TNC le 16/10/2019 à 08:33
Hier, mardi 15 octobre, c'était la journée internationale de la femme rurale. L'occasion de mettre en avant certaines initiatives en faveur des droits et de la reconnaissance des agricultrices, a fortiori si celles-ci en sont à l'origine. Journées départementales "Agriculture au féminin", pièce de théâtre, guide pour une communication sans stéréotype de genre en agriculture, déplacement au Sénat... en Bretagne, les exploitantes agricoles sont particulièrement actives. Pas très loin, en Vendée, les portraits de 85 femmes, agricultrices, qui souhaitent le devenir ou l'ont été auparavant, ont été compilés dans un livre qui sera présenté mi-novembre.

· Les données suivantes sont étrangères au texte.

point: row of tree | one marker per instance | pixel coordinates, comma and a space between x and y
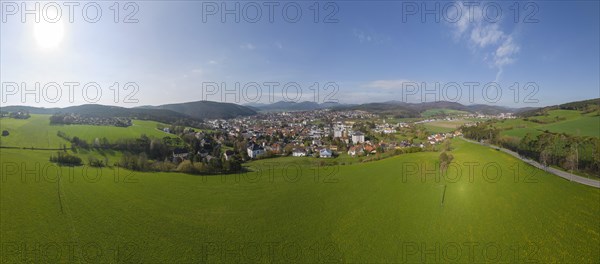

Depuis 11 ans, l’Organisation des nations unies (Onu) met à l’honneur les femmes rurales le 15 octobre via une journée internationale. Elles qui « contribuent de manière significative à la production agricole, la sécurité alimentaire, la gestion des terres et des ressources naturelles, et jouent un rôle majeur dans la pérennité des communautés en zone rurale », précise son assemblée générale. Et qui, dans de nombreux pays encore, n’ont quasiment aucun droit, statut ni reconnaissance.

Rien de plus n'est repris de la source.